Pharmacokinetic parameters used to analyze these data are listed in Table 2.10 These data were obtained from previously published studies in healthy volunteers.15-23 This method has the advantage of comparing different antibiotics in a similar population. For studies to be considered, they must have described the assay used to determine drug concentrations, used clinically relevant dosing regimens, performed an adequate pharmacokinetic analysis as determined by OPTAMA investigators, and presented the means and SDs for CL T and the volume of distribution at steady state (V d). For studies reporting pharmacokinetic profiles as a 2-compartment model, the V dβ was calculated from the terminal elimination rate constant for use in the 1-compartment model.15,17 The CL T and V d values were assumed to follow log Gaussian distributions during simulations.

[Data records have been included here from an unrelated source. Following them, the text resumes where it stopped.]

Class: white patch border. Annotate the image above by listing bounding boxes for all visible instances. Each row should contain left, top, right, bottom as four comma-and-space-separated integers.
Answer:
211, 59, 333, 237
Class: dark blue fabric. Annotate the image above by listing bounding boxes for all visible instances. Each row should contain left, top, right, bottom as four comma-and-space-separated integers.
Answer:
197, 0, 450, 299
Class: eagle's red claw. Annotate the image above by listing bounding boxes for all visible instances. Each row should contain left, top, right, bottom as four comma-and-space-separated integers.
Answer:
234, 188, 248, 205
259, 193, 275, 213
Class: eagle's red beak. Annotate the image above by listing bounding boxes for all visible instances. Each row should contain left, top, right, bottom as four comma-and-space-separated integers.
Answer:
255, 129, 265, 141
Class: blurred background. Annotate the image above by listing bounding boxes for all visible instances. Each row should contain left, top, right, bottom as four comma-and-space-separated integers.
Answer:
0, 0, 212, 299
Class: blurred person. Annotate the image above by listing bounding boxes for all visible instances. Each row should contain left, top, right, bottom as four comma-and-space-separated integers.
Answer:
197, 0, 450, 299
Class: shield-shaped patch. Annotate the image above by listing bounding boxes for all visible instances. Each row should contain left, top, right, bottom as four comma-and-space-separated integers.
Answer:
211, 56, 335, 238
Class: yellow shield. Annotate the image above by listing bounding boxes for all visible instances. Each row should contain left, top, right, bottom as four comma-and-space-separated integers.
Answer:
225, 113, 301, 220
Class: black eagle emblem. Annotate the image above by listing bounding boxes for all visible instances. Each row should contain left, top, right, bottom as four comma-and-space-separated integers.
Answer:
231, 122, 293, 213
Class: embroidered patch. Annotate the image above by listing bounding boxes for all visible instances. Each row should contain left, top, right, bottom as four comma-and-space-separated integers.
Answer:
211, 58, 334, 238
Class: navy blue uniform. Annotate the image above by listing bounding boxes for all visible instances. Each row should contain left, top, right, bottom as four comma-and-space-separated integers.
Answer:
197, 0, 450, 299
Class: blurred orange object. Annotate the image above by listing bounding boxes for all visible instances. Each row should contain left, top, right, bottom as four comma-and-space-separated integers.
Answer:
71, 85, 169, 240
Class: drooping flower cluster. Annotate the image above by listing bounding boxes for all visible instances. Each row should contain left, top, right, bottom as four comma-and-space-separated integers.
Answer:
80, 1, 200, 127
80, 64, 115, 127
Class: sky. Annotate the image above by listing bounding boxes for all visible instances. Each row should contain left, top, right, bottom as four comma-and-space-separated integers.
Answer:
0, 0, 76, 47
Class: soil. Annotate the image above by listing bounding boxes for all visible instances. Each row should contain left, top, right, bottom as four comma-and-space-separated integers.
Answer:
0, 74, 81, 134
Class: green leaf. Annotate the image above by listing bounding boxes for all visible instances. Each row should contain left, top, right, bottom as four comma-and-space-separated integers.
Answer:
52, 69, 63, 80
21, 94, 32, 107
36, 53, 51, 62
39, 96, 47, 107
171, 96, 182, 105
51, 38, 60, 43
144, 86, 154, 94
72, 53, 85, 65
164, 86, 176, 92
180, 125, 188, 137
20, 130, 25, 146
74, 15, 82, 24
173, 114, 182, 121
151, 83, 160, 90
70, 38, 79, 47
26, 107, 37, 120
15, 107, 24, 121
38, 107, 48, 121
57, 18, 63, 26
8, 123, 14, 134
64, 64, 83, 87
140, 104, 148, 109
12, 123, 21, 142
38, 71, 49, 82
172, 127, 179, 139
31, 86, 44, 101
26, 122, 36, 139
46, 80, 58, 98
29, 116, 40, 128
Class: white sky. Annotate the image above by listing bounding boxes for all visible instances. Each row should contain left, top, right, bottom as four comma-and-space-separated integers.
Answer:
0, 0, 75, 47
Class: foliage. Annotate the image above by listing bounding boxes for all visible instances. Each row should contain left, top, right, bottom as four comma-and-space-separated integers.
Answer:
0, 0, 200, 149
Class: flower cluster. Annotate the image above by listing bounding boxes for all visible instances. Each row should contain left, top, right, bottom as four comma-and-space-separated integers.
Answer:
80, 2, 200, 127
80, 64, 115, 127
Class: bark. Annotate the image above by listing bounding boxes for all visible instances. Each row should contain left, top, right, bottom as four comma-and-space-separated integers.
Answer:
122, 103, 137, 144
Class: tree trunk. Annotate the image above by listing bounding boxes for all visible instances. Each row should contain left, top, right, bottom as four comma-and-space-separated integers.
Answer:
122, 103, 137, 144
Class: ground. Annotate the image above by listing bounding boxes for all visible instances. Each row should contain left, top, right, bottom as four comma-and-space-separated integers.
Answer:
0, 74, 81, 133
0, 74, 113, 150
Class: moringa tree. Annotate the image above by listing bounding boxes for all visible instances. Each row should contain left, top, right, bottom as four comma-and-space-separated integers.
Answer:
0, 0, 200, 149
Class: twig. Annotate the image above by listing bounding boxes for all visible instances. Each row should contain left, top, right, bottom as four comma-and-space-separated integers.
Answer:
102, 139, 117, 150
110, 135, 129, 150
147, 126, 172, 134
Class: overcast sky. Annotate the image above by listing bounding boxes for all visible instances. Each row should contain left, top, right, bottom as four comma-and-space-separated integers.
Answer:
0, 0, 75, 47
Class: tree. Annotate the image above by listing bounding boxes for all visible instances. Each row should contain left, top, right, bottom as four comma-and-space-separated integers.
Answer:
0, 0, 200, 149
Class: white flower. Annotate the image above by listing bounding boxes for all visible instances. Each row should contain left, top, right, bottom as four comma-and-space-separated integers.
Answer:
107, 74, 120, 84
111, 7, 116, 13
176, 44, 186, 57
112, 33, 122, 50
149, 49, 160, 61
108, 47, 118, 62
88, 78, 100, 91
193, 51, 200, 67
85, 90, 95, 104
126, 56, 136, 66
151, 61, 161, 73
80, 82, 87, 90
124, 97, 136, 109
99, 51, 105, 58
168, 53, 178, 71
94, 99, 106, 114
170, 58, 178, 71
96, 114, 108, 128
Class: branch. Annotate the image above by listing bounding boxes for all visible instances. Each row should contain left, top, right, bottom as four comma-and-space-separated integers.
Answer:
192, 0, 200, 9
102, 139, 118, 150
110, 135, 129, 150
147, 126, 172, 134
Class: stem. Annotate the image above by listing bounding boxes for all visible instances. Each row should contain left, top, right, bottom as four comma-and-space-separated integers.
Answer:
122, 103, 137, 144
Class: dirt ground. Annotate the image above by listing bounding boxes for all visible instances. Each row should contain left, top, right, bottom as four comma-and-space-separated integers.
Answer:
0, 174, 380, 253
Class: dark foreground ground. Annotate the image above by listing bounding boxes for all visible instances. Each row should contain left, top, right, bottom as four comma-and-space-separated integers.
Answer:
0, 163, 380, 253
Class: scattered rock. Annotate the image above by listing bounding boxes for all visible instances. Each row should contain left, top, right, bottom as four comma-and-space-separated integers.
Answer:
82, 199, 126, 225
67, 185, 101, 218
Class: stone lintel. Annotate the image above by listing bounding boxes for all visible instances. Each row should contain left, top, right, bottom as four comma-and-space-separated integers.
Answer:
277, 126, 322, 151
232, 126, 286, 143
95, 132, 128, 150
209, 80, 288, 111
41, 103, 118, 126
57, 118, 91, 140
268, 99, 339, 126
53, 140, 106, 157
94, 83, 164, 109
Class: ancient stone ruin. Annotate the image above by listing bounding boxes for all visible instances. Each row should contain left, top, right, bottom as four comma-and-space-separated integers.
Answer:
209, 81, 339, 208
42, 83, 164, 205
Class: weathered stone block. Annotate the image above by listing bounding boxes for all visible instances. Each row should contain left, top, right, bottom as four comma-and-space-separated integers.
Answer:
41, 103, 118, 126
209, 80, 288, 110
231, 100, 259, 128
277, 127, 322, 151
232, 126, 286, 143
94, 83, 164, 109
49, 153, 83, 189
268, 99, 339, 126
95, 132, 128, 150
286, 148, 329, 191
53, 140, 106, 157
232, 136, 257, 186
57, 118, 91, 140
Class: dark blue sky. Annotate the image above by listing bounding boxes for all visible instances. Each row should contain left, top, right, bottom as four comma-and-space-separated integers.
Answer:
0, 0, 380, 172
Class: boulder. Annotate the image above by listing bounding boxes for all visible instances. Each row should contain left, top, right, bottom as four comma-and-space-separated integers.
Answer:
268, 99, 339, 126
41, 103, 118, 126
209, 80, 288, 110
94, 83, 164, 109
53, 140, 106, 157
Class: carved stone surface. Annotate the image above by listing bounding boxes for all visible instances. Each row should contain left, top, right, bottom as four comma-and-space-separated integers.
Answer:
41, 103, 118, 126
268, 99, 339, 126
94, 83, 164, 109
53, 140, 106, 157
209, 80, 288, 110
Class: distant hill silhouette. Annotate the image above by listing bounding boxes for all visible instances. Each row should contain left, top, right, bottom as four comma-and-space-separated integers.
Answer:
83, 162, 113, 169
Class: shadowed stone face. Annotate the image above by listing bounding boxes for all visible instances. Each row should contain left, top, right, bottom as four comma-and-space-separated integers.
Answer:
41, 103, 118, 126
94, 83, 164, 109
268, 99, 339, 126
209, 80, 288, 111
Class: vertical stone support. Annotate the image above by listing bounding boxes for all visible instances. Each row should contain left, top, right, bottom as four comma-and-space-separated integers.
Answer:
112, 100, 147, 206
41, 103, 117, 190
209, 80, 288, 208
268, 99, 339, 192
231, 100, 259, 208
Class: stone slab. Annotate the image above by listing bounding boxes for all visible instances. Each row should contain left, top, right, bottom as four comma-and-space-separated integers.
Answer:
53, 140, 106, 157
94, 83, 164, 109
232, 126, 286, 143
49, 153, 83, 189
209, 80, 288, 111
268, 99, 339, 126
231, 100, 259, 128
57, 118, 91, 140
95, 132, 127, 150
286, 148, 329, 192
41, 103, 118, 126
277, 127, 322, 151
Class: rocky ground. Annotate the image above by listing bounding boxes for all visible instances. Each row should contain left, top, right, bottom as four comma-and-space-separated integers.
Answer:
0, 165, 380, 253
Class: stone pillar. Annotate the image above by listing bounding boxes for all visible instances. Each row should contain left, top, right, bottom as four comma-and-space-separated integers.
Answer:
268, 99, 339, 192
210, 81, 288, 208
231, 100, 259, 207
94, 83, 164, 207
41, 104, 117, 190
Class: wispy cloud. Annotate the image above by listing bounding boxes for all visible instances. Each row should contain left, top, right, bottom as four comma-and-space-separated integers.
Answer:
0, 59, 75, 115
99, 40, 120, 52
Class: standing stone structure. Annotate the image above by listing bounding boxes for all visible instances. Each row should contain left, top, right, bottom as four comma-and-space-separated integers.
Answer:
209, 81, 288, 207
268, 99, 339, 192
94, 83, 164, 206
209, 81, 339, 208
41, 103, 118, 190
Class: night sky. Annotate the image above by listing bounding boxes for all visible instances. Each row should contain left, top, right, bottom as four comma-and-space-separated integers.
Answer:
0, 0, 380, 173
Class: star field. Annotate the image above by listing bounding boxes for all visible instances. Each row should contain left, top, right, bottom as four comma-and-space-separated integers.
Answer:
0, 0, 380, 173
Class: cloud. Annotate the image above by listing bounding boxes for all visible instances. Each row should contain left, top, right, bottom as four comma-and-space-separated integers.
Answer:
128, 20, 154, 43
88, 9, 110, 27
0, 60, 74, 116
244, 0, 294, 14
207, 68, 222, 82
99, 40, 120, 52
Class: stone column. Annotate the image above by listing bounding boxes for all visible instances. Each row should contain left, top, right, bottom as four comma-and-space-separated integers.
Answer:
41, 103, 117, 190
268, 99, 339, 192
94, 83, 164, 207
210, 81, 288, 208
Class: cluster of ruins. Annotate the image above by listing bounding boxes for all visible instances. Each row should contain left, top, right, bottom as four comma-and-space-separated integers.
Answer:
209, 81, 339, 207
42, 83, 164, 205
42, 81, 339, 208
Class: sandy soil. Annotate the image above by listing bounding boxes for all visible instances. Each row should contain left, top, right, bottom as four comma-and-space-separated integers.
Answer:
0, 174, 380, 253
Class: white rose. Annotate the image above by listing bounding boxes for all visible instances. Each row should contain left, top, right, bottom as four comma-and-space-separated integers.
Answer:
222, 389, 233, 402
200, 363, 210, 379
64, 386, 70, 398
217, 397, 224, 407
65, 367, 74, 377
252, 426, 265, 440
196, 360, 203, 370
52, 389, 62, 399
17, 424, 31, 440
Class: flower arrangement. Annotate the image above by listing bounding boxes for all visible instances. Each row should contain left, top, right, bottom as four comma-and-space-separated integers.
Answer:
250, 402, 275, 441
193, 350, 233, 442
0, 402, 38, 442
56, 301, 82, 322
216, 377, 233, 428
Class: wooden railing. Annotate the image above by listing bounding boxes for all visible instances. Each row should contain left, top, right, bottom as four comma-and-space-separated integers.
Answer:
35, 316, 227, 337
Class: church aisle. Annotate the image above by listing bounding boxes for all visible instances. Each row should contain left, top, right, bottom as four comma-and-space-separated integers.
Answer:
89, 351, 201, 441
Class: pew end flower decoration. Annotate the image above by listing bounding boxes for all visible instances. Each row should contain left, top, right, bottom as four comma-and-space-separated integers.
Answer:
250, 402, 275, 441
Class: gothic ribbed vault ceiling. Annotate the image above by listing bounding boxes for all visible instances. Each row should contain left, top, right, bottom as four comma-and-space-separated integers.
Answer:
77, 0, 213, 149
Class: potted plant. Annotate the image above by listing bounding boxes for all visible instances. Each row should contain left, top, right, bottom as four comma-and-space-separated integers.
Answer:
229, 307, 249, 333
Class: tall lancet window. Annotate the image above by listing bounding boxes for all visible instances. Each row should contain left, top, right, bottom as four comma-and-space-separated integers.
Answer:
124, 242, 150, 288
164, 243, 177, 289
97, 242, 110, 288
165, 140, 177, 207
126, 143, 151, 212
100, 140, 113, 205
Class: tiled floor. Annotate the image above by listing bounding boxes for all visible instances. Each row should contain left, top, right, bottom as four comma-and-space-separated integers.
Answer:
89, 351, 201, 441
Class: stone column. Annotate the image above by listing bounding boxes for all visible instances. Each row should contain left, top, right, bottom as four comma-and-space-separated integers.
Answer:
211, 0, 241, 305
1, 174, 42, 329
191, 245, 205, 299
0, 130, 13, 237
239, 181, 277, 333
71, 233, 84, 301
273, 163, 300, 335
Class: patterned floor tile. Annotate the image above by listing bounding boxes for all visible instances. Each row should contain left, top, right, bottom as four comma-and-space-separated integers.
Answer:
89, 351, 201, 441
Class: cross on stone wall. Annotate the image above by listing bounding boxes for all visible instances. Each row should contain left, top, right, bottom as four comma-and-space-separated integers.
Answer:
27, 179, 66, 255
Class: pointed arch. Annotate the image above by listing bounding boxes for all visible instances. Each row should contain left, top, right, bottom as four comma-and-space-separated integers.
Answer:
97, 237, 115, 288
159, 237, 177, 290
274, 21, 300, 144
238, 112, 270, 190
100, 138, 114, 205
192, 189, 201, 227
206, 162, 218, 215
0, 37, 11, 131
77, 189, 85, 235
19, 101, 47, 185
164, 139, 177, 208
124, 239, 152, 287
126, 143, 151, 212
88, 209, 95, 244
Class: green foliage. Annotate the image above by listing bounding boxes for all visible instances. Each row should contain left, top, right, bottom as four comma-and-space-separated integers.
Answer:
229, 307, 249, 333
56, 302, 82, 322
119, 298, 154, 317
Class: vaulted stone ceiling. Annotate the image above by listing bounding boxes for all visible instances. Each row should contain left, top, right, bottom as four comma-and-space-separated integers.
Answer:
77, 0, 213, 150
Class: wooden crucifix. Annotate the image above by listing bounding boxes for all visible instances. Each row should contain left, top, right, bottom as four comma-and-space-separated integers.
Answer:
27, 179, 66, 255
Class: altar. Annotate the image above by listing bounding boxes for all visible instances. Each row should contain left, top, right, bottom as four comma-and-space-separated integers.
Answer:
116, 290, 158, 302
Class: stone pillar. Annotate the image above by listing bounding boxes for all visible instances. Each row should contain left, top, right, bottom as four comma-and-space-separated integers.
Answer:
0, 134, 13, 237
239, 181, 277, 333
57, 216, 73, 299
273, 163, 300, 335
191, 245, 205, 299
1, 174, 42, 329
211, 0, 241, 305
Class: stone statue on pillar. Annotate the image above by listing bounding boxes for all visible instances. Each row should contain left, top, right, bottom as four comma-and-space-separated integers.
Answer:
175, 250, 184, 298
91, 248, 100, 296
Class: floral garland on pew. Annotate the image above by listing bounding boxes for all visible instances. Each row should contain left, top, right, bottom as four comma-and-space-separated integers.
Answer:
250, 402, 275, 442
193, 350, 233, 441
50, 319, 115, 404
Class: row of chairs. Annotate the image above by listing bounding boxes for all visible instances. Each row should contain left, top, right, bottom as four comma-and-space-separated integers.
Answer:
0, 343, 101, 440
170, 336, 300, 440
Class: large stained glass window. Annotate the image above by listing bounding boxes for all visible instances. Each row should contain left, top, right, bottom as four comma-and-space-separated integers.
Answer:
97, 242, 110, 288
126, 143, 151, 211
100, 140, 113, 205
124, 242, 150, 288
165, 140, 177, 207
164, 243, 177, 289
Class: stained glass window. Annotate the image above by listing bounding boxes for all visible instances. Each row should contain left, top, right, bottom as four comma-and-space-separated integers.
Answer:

Estimates of the fraction unbound for all β-lactams were derived from the package insert for each antibiotic and among the other studies previously described. The unbound fractions for these agents were treated as ranges and are also listed in Table 2. It was assumed that the fraction unbound followed a uniform distribution, whereby any value within the simulated range had an equal probability of occurring.
Monte Carlo Simulation
A 5000-subject Monte Carlo simulation (Crystal Ball 2000) was conducted to calculate the estimates of fT>MIC or total AUC/MIC ratio for each antibiotic regimen/bacterial population combination. During each iteration, different values for CL T, V d, the unbound fraction of drug (f u), and MIC were substituted into the appropriate equations on the basis of the probability distributions for each, thereby resulting in 5000 different estimates of pharmacodynamic exposure for each antibiotic regimen against each bacterial population. Values for fT>MIC and total AUC/MIC ratio were plotted on frequency curves for further analysis. For comparative purposes, the cumulative fraction of response (CFR) was determined for all antibacterial dosing regimens against each bacterial population of interest. The CFR is a term similar to pharmacodynamic target attainment that expresses the probability of achieving an exposure with a given dosing regimen against a population of pathogens.24 The CFR for obtaining a fT>MIC of at least 20%, 30%, 40%, 50%, 60%, 70%, 80%, 90%, and 100% was calculated for the β-lactams. The CFR of achieving a total AUC/MIC ratio greater than or equal to 75, 100, 125, 150, 175, 200, 225, and 250 was calculated for ciprofloxacin.12,25-27 In this analysis, bactericidal pharmacodynamic breakpoints were defined as fT>MIC of at least 40% for imipenem and meropenem, at least 50% for cefepime, ceftazidime, and piperacillin/tazobactam, and a total AUC/MIC ratio greater than or equal to 125 for ciprofloxacin.12,25,27-29 These breakpoints represent maximum bactericidal activity based on data obtained from in vitro animal and clinical pharmacodynamic studies.25,30 A bactericidal CFR greater than or equal to 90% was considered optimal; 95% confidence intervals were calculated around the bactericidal CFRs using the Wilson score method without continuity correction31 to determine the differences between agents.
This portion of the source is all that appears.